Não bastasse isso, estão aqui as mulheres mais lindas do mundo. Tão meigas, tão cruéis, algumas víboras, outras, gatas delicadas e manhosas, desesperadas, `a espera de um carinho, ora rindo, ora debochando do meu sotaque sem pátria. E eu aqui, tão perto, galáxias distante, caminhando pelas mesmas ruas, que nos tornam iguais, eu e todo mundo, resistindo, na minha fortaleza imaginária, a mente uma rocha, no delírio da vida. Porto Alegre não é uma geografia do espaço, é uma ilha na alma. Vivo assim, velejando, independente dos humores do vento.

Caminho pela rua da praia e vejo o Quintana, ali, um anjo, pairando sobre a multidão. Um dia, no entanto, dirijo-me a ele. Numa geografia ignota do centro da cidade, caminhamos em direção a um bar, oásis na rua deserta. Entre um trago e outro, apenas o silêncio. Olha-me como uma criança. Eu, angustiado, espero uma resposta, uma resposta para as perguntas que nunca consegui formular, cuja premência grita em meu silêncio, meu silêncio ensurdecedor dos desesperados. Secamos, lentamente, nossos copos. Partimos. Talvez com asas, não me lembro, aportamos novamente na Praça da Alfândega. Ele me acena e diz: Adeus. E desaparece na multidão. Eu torno ao deserto da massa.
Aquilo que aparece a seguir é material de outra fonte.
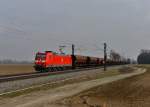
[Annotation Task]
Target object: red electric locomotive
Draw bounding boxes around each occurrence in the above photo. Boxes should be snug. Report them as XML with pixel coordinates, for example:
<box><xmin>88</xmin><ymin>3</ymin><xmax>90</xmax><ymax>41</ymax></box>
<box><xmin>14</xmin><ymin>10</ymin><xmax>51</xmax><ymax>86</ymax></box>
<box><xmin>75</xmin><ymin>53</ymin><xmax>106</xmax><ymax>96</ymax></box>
<box><xmin>34</xmin><ymin>51</ymin><xmax>72</xmax><ymax>71</ymax></box>
<box><xmin>34</xmin><ymin>51</ymin><xmax>104</xmax><ymax>72</ymax></box>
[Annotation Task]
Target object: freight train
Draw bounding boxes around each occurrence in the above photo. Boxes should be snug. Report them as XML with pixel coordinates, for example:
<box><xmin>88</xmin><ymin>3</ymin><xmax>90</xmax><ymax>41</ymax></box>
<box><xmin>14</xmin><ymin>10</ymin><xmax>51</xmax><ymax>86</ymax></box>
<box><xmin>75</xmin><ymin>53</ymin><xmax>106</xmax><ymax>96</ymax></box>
<box><xmin>34</xmin><ymin>51</ymin><xmax>127</xmax><ymax>72</ymax></box>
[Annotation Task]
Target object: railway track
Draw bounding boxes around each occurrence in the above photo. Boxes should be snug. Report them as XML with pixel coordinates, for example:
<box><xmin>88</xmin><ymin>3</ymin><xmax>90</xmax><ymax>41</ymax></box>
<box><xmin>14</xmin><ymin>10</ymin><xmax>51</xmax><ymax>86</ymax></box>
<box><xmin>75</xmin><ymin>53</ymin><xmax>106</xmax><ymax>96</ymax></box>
<box><xmin>0</xmin><ymin>66</ymin><xmax>102</xmax><ymax>83</ymax></box>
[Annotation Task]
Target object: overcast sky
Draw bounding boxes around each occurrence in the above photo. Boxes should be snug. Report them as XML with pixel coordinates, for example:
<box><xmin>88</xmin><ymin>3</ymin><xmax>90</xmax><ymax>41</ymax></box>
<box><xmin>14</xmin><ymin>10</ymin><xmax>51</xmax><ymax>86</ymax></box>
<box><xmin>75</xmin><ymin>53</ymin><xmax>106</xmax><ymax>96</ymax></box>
<box><xmin>0</xmin><ymin>0</ymin><xmax>150</xmax><ymax>60</ymax></box>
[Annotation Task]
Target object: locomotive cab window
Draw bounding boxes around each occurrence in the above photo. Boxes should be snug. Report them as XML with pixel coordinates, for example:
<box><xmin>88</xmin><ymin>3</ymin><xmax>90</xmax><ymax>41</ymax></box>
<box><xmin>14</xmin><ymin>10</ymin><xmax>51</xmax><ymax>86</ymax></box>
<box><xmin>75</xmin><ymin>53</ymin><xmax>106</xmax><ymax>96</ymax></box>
<box><xmin>36</xmin><ymin>54</ymin><xmax>46</xmax><ymax>60</ymax></box>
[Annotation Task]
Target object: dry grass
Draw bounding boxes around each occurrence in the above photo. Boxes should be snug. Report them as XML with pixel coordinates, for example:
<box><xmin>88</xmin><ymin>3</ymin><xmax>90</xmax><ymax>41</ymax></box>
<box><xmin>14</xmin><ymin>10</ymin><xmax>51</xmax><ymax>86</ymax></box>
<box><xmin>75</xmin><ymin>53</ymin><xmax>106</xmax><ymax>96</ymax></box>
<box><xmin>0</xmin><ymin>64</ymin><xmax>35</xmax><ymax>76</ymax></box>
<box><xmin>60</xmin><ymin>65</ymin><xmax>150</xmax><ymax>107</ymax></box>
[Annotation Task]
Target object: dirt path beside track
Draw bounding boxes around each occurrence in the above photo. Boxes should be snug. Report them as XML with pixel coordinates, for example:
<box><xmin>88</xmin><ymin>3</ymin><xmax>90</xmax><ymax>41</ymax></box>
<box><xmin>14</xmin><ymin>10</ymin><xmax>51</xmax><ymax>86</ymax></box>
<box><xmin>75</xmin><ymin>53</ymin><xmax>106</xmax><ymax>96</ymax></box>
<box><xmin>0</xmin><ymin>69</ymin><xmax>146</xmax><ymax>107</ymax></box>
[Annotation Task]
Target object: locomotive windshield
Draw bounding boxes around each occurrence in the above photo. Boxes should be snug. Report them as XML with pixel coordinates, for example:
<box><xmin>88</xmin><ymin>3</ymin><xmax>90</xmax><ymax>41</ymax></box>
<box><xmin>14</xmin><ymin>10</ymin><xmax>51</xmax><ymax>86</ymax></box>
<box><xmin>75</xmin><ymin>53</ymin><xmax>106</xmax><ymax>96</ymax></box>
<box><xmin>35</xmin><ymin>53</ymin><xmax>46</xmax><ymax>60</ymax></box>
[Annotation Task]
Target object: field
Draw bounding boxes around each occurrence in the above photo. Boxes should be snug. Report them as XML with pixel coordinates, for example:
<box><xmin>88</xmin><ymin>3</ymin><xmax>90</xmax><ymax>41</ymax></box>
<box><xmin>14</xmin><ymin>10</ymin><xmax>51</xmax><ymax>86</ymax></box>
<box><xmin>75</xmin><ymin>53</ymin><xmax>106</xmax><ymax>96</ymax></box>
<box><xmin>59</xmin><ymin>66</ymin><xmax>150</xmax><ymax>107</ymax></box>
<box><xmin>0</xmin><ymin>64</ymin><xmax>35</xmax><ymax>76</ymax></box>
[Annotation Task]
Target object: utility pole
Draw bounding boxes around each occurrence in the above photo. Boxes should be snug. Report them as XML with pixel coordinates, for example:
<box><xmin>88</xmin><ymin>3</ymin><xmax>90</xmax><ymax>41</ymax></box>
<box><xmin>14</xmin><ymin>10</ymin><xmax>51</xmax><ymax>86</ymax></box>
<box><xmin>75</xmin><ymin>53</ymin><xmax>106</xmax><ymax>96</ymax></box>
<box><xmin>72</xmin><ymin>44</ymin><xmax>75</xmax><ymax>69</ymax></box>
<box><xmin>104</xmin><ymin>43</ymin><xmax>107</xmax><ymax>71</ymax></box>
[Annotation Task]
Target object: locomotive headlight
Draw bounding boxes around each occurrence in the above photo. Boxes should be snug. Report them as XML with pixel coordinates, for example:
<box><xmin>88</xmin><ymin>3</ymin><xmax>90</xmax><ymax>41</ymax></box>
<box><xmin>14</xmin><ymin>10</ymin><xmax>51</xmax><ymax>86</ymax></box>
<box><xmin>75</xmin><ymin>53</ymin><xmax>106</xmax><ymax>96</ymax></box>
<box><xmin>42</xmin><ymin>60</ymin><xmax>46</xmax><ymax>63</ymax></box>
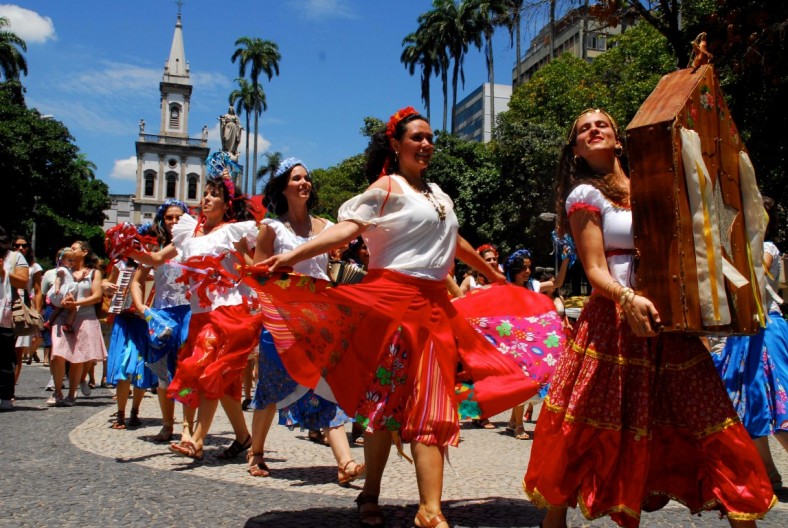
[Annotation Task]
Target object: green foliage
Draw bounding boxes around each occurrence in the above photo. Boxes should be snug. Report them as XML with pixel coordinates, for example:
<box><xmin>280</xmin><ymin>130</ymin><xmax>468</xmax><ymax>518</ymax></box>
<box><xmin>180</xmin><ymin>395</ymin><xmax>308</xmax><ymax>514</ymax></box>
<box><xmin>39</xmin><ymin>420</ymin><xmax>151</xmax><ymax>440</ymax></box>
<box><xmin>591</xmin><ymin>24</ymin><xmax>676</xmax><ymax>127</ymax></box>
<box><xmin>312</xmin><ymin>153</ymin><xmax>370</xmax><ymax>221</ymax></box>
<box><xmin>0</xmin><ymin>82</ymin><xmax>110</xmax><ymax>256</ymax></box>
<box><xmin>509</xmin><ymin>53</ymin><xmax>610</xmax><ymax>127</ymax></box>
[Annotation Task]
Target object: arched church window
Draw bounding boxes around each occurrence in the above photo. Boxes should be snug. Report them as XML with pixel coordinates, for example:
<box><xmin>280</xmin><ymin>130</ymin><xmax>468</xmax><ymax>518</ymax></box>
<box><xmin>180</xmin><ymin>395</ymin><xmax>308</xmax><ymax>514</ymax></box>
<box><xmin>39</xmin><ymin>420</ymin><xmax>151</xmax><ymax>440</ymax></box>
<box><xmin>186</xmin><ymin>174</ymin><xmax>199</xmax><ymax>200</ymax></box>
<box><xmin>145</xmin><ymin>171</ymin><xmax>156</xmax><ymax>196</ymax></box>
<box><xmin>170</xmin><ymin>104</ymin><xmax>181</xmax><ymax>128</ymax></box>
<box><xmin>167</xmin><ymin>172</ymin><xmax>178</xmax><ymax>198</ymax></box>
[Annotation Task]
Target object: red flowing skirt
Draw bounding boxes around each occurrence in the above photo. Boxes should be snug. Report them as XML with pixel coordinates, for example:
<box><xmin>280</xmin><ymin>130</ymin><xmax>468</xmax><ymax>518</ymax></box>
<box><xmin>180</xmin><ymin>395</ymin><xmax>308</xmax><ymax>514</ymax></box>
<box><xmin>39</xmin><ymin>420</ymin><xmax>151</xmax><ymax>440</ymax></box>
<box><xmin>523</xmin><ymin>295</ymin><xmax>776</xmax><ymax>526</ymax></box>
<box><xmin>253</xmin><ymin>270</ymin><xmax>556</xmax><ymax>445</ymax></box>
<box><xmin>167</xmin><ymin>305</ymin><xmax>261</xmax><ymax>407</ymax></box>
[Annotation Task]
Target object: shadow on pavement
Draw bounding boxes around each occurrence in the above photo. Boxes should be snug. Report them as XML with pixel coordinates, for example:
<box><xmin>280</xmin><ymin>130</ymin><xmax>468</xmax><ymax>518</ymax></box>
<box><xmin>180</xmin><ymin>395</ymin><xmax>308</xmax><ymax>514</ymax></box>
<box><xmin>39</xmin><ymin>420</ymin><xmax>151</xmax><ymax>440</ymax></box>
<box><xmin>244</xmin><ymin>497</ymin><xmax>544</xmax><ymax>528</ymax></box>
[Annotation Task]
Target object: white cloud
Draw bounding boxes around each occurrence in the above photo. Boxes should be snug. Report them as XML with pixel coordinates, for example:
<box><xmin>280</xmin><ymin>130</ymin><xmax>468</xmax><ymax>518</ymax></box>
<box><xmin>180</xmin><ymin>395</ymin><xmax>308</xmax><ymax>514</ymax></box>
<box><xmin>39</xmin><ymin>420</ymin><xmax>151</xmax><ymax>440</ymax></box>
<box><xmin>291</xmin><ymin>0</ymin><xmax>358</xmax><ymax>20</ymax></box>
<box><xmin>60</xmin><ymin>61</ymin><xmax>161</xmax><ymax>97</ymax></box>
<box><xmin>30</xmin><ymin>99</ymin><xmax>130</xmax><ymax>136</ymax></box>
<box><xmin>0</xmin><ymin>4</ymin><xmax>57</xmax><ymax>44</ymax></box>
<box><xmin>109</xmin><ymin>156</ymin><xmax>137</xmax><ymax>181</ymax></box>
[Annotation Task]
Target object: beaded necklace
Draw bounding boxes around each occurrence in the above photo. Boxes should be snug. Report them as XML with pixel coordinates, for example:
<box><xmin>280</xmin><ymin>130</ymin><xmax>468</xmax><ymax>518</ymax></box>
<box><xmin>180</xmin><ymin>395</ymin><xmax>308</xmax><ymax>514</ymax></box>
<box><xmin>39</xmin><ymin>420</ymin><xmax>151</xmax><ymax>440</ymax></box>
<box><xmin>419</xmin><ymin>185</ymin><xmax>446</xmax><ymax>222</ymax></box>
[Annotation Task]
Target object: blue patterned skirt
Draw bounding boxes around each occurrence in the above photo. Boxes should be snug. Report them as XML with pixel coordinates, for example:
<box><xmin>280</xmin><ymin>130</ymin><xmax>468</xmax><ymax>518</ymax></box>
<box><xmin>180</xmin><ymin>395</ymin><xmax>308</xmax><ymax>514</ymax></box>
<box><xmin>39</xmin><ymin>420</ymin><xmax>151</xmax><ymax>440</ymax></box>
<box><xmin>711</xmin><ymin>313</ymin><xmax>788</xmax><ymax>438</ymax></box>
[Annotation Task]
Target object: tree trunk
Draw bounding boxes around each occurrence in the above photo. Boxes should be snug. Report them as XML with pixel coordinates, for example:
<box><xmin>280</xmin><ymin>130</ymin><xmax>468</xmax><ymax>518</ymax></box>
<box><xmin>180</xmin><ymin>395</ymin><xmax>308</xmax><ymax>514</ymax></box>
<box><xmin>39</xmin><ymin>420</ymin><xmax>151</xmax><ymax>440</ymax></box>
<box><xmin>243</xmin><ymin>110</ymin><xmax>249</xmax><ymax>194</ymax></box>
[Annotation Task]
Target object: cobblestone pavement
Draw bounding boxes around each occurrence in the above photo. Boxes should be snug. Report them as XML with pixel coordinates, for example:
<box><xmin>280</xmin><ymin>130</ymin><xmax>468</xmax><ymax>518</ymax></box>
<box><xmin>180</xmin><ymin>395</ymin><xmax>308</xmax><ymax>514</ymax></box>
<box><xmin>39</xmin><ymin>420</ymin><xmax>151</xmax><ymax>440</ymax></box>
<box><xmin>0</xmin><ymin>364</ymin><xmax>788</xmax><ymax>528</ymax></box>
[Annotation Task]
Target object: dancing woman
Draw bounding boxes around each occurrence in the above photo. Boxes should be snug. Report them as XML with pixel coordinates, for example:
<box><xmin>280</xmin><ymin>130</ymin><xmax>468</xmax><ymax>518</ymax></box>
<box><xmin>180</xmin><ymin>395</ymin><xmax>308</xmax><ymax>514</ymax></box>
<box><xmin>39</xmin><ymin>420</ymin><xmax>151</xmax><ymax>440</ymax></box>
<box><xmin>130</xmin><ymin>170</ymin><xmax>260</xmax><ymax>460</ymax></box>
<box><xmin>129</xmin><ymin>199</ymin><xmax>194</xmax><ymax>442</ymax></box>
<box><xmin>248</xmin><ymin>158</ymin><xmax>364</xmax><ymax>486</ymax></box>
<box><xmin>47</xmin><ymin>240</ymin><xmax>107</xmax><ymax>407</ymax></box>
<box><xmin>255</xmin><ymin>107</ymin><xmax>549</xmax><ymax>527</ymax></box>
<box><xmin>711</xmin><ymin>196</ymin><xmax>788</xmax><ymax>491</ymax></box>
<box><xmin>524</xmin><ymin>110</ymin><xmax>775</xmax><ymax>527</ymax></box>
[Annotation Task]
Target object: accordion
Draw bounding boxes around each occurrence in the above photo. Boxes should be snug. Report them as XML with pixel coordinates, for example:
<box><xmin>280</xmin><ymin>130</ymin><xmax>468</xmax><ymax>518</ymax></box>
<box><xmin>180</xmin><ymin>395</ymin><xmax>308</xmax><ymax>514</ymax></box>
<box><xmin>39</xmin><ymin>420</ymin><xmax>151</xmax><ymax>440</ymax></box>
<box><xmin>107</xmin><ymin>268</ymin><xmax>137</xmax><ymax>314</ymax></box>
<box><xmin>328</xmin><ymin>260</ymin><xmax>367</xmax><ymax>286</ymax></box>
<box><xmin>627</xmin><ymin>65</ymin><xmax>765</xmax><ymax>335</ymax></box>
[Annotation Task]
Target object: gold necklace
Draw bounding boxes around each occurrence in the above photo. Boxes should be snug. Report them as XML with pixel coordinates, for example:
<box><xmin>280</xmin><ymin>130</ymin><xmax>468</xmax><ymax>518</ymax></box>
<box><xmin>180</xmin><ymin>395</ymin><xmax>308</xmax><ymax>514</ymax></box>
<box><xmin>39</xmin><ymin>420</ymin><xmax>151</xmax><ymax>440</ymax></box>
<box><xmin>284</xmin><ymin>216</ymin><xmax>312</xmax><ymax>238</ymax></box>
<box><xmin>419</xmin><ymin>185</ymin><xmax>446</xmax><ymax>222</ymax></box>
<box><xmin>402</xmin><ymin>176</ymin><xmax>446</xmax><ymax>222</ymax></box>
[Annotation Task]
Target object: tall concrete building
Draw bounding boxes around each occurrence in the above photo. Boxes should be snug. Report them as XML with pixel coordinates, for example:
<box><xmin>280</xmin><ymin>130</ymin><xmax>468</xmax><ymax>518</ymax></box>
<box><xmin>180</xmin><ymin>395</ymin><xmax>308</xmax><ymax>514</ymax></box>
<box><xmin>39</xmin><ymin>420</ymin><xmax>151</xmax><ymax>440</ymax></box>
<box><xmin>453</xmin><ymin>83</ymin><xmax>512</xmax><ymax>143</ymax></box>
<box><xmin>104</xmin><ymin>13</ymin><xmax>209</xmax><ymax>229</ymax></box>
<box><xmin>512</xmin><ymin>7</ymin><xmax>635</xmax><ymax>88</ymax></box>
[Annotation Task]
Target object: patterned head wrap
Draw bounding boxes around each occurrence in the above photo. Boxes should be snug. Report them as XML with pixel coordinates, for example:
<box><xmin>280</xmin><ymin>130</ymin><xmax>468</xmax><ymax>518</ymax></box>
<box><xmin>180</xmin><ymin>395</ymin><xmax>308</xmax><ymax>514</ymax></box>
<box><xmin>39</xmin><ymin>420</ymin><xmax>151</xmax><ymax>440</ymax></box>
<box><xmin>476</xmin><ymin>244</ymin><xmax>498</xmax><ymax>259</ymax></box>
<box><xmin>504</xmin><ymin>249</ymin><xmax>531</xmax><ymax>282</ymax></box>
<box><xmin>274</xmin><ymin>158</ymin><xmax>309</xmax><ymax>178</ymax></box>
<box><xmin>380</xmin><ymin>106</ymin><xmax>418</xmax><ymax>176</ymax></box>
<box><xmin>205</xmin><ymin>152</ymin><xmax>243</xmax><ymax>201</ymax></box>
<box><xmin>153</xmin><ymin>198</ymin><xmax>189</xmax><ymax>224</ymax></box>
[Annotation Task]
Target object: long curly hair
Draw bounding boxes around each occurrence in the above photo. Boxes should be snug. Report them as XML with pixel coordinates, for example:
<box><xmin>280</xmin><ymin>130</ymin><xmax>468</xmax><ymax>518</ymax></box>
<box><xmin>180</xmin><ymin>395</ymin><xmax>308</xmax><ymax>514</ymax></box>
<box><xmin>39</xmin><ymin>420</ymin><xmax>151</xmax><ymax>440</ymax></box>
<box><xmin>364</xmin><ymin>113</ymin><xmax>430</xmax><ymax>183</ymax></box>
<box><xmin>263</xmin><ymin>158</ymin><xmax>318</xmax><ymax>216</ymax></box>
<box><xmin>555</xmin><ymin>108</ymin><xmax>629</xmax><ymax>236</ymax></box>
<box><xmin>205</xmin><ymin>177</ymin><xmax>254</xmax><ymax>222</ymax></box>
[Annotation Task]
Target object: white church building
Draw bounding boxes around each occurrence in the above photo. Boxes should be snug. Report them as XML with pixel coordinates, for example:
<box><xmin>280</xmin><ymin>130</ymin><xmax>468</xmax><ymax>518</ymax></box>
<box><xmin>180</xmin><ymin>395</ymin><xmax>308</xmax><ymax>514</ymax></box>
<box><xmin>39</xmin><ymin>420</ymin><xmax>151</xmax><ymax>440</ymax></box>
<box><xmin>104</xmin><ymin>13</ymin><xmax>209</xmax><ymax>230</ymax></box>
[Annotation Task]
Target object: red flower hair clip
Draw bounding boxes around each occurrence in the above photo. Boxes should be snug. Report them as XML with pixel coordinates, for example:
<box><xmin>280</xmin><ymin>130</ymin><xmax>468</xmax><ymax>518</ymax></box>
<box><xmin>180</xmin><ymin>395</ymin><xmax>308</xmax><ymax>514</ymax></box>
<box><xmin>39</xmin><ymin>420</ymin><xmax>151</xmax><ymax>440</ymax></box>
<box><xmin>386</xmin><ymin>106</ymin><xmax>418</xmax><ymax>139</ymax></box>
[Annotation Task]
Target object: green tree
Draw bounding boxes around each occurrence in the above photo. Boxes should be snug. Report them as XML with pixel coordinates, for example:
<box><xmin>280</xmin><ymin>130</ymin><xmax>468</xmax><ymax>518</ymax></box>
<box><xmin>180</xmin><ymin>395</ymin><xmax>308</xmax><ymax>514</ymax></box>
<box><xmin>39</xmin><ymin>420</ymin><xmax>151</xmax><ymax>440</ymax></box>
<box><xmin>231</xmin><ymin>37</ymin><xmax>282</xmax><ymax>182</ymax></box>
<box><xmin>400</xmin><ymin>33</ymin><xmax>443</xmax><ymax>119</ymax></box>
<box><xmin>0</xmin><ymin>81</ymin><xmax>110</xmax><ymax>256</ymax></box>
<box><xmin>252</xmin><ymin>151</ymin><xmax>282</xmax><ymax>194</ymax></box>
<box><xmin>509</xmin><ymin>53</ymin><xmax>610</xmax><ymax>128</ymax></box>
<box><xmin>418</xmin><ymin>0</ymin><xmax>474</xmax><ymax>132</ymax></box>
<box><xmin>591</xmin><ymin>24</ymin><xmax>676</xmax><ymax>126</ymax></box>
<box><xmin>229</xmin><ymin>77</ymin><xmax>268</xmax><ymax>193</ymax></box>
<box><xmin>0</xmin><ymin>17</ymin><xmax>27</xmax><ymax>80</ymax></box>
<box><xmin>312</xmin><ymin>154</ymin><xmax>368</xmax><ymax>221</ymax></box>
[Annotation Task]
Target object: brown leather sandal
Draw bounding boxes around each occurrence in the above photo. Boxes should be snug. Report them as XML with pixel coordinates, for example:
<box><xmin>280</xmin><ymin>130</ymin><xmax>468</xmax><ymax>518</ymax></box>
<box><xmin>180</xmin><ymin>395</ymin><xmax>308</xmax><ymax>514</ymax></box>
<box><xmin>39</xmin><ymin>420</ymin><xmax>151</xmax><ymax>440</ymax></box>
<box><xmin>416</xmin><ymin>512</ymin><xmax>449</xmax><ymax>528</ymax></box>
<box><xmin>110</xmin><ymin>411</ymin><xmax>126</xmax><ymax>431</ymax></box>
<box><xmin>216</xmin><ymin>435</ymin><xmax>252</xmax><ymax>460</ymax></box>
<box><xmin>337</xmin><ymin>459</ymin><xmax>367</xmax><ymax>488</ymax></box>
<box><xmin>246</xmin><ymin>451</ymin><xmax>271</xmax><ymax>477</ymax></box>
<box><xmin>170</xmin><ymin>440</ymin><xmax>203</xmax><ymax>460</ymax></box>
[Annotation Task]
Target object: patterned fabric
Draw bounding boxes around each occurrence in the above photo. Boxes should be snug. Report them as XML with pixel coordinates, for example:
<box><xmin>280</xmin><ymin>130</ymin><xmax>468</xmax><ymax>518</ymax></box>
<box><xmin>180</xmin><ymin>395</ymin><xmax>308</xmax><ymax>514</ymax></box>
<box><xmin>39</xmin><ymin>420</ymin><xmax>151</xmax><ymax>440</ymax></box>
<box><xmin>524</xmin><ymin>295</ymin><xmax>776</xmax><ymax>526</ymax></box>
<box><xmin>167</xmin><ymin>305</ymin><xmax>260</xmax><ymax>408</ymax></box>
<box><xmin>249</xmin><ymin>270</ymin><xmax>553</xmax><ymax>445</ymax></box>
<box><xmin>107</xmin><ymin>315</ymin><xmax>158</xmax><ymax>389</ymax></box>
<box><xmin>711</xmin><ymin>312</ymin><xmax>788</xmax><ymax>438</ymax></box>
<box><xmin>147</xmin><ymin>304</ymin><xmax>192</xmax><ymax>383</ymax></box>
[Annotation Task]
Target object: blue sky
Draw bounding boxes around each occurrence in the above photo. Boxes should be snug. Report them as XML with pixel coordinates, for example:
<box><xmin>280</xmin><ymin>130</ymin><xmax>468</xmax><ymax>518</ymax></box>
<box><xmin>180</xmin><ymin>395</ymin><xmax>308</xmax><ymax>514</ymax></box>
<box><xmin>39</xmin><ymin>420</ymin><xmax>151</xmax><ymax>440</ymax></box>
<box><xmin>0</xmin><ymin>0</ymin><xmax>540</xmax><ymax>194</ymax></box>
Durante muito tempo nada fiz por aqui. Estava inscrito na faculdade, mas entediado com o curso e comigo mesmo, abandonei-a. Passava os dias em casa lendo e ouvindo música. Outras vezes ia ao cinema, e mais do que os filmes, ficaram marcados na memória as errâncias pelos bairros e ruas que me levavam até ele. Mais do que o destino, interessa-me o caminho, porque o filme continuava a acontecer enquanto deambulava, sozinho, pelas ruas de outro país. Todo lugar é um outro país. E, nessas peripatetices, sentindo o cheiro da rua, dos homens, o perfume do sexo das mulheres, ouvindo as crianças jogando na rua, diante de toda essa beleza, da luz intensa e doce, rosa, sobre os telhados da cidade, fico triste e choro. Choro por não suportar tamanha alegria, por não caber em mim a felicidade. Resigno-me. A alegria alheia, por vezes, me basta. Sei que a esperança é o refúgio dos fracos. Então não me consterno, já disseram que o pior é ter piedade de si mesmo. Mas não, não é tristeza. É a alegria mais abundante da Terra, que transborda no corpo, que exsuda nos poros, que goza no sexo e no coração. É a alegria dos poetas, dos bêbados, e minha, de um poeta sem poesia. Porque a mim tudo se revela divino, sagrado e belo, então perco o pensamento, e a arte se torna redundante.

A parte mais linda de Porto Alegre é aquela que se estende da Caldas Júnior até o Gasômetro, na Rua da Praia. Ali, depois que a multidão morre na Alfândega, o espírito livre almeja chegar ao Guaíba. Mas, errante, aporta pelos bares e brinda à confraternização dos tristes.

Dias atrás, fui visitar a Bienal, no cais do porto. Achei que seria enfadonho e perda de tempo. Eram sete horas. Das obras expostas pouco me lembro. Mas nunca esquecerei do espetáculo de luz e cor que, no céu, o sol, exibido, desnudava toda sua sensualidade. No parapeito, frente ao rio (que é lago) estava uma moça linda. Comungamos durante todo o tempo em que o céu, tela do sol e das estrelas, nos pintou a vida que será, nos chorou a vida que foi e não devia ter sido. Eu e ela, dois sonâmbulos, à beira do nada. Não lhe falei, não a conheci. Na verdade, nem me lembro de seu rosto, apenas que era bonita e que tinha pernas apetitosas. Mas se nos cruzarmos por uma rua, a reconhecerei, estou certo. No entanto, ali, no pôr-do-sol mais lindo do planeta, apenas sua sombra tocou-me o corpo, percorrendo os vinte metros que nos separavam. Primeiro, achei injusto e ridículo. Depois, vi: estava fascinado por uma imagem, nada mais. E aquela sombra desfez o transe. Ela era apenas o meu desejo. Sei que há algo entre ela, a guria, e a cidade, mas não sei ainda. Preciso sair, imediatamente, daqui.